You can do a buydown by purchasing mortgage points, sometimes called discount points, on your loan at closing. A mortgage point typically costs around 1% of your mortgage loan amount, according to GOBankingRates, and reduces your interest rate by 0.25%. So, if you put down an extra 4% in the form of purchasing 4 points, you could reduce your interest rate by a full percentage point.
It’s important not to confuse buydown points with mortgage origination points. Mortgage origination points also cost 1% of your mortgage, but they don’t directly lower your interest rate. Instead, these fees go to lenders to cover the costs or loan origination, review, and processing.
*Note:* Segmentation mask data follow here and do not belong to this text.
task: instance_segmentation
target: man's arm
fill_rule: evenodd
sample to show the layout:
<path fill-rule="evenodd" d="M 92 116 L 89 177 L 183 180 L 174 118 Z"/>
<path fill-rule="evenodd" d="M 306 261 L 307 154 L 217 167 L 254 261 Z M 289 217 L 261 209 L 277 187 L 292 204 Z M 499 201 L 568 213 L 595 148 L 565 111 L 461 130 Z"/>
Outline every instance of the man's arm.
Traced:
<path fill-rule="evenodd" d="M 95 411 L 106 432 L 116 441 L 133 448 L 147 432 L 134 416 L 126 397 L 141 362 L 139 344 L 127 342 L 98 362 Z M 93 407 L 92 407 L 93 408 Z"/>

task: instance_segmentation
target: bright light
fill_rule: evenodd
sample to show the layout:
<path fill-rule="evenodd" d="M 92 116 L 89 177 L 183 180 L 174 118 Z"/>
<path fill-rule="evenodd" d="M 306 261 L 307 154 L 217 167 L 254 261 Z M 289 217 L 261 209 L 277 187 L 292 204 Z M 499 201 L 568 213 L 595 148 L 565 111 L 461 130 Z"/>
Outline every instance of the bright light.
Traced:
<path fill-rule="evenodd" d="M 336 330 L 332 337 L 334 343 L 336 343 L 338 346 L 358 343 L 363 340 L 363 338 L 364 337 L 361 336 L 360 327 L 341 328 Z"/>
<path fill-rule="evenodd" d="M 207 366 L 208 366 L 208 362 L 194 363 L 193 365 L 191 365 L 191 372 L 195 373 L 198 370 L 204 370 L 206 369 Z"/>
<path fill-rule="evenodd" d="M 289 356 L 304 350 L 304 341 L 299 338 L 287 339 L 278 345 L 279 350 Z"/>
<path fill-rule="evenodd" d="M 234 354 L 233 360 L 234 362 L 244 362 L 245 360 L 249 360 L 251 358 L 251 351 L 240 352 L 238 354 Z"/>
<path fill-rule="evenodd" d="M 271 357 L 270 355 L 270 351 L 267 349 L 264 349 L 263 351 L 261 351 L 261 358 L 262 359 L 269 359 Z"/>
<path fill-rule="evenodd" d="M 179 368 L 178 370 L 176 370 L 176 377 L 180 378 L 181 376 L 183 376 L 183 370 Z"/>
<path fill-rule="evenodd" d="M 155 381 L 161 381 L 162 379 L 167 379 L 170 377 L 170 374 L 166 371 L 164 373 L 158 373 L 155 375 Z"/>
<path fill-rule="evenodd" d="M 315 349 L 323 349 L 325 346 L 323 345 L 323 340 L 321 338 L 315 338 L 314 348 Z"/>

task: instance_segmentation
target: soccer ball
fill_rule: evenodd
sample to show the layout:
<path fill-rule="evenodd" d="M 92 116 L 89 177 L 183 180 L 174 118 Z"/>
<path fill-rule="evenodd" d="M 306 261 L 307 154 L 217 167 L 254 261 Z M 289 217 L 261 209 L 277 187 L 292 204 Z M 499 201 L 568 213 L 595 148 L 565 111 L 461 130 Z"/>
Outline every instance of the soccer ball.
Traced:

However, if you have limited money for closing and wish to forgo origination points, you could negotiate with lenders for a higher interest rate instead of those points.
Temporary Mortgage Rate Buydowns
Temporary mortgage rate buydowns are a little more complicated but can help borrowers afford a home by reducing interest rates dramatically for up to three years.
A 3-2-1 mortgage buydown offers an interest rate of 3% lower than the average rate at the time (which is, of course, also based on your credit history, income, and other factors). For instance, if rates are averaging 6% for someone in your situation, you could get a 3% interest rate… but only for the first year. For the second year, your rate will go up to 4%, and for the third year, you’ll pay 5%. By year 4, and for the rest of the mortgage term, you’ll pay the prevailing 6% rate.
You’ll want to compare the buydown price to your savings over three years to determine if a temporary mortgage buydown makes fiscal sense for you.
At the end of three years, if your credit is good and interest rates have dropped, you can refinance for a better rate.
A 2-1 temporary buydown follows the same format, but the lower rate only lasts for two years.
Should You Look for a Mortgage Rate Buydown?
Mortgage buydowns can be an effective tool to lower your monthly mortgage payments when interest rates are high. You’ll want to make sure you plan to stay in your home long enough — without refinancing — that you will recoup the cost of points you paid for upfront. And, of course, you’ll want to make sure you can afford to buy points in the first place.
You can use your savings, gift funds, or even ask the seller to pay the buydown, although, in today’s competitive sellers’ market, seller concessions aren’t as common.
Weigh the pros and cons and, if you opt for a temporary mortgage buydown, be sure you can afford the mortgage at the higher interest rate in two or three years.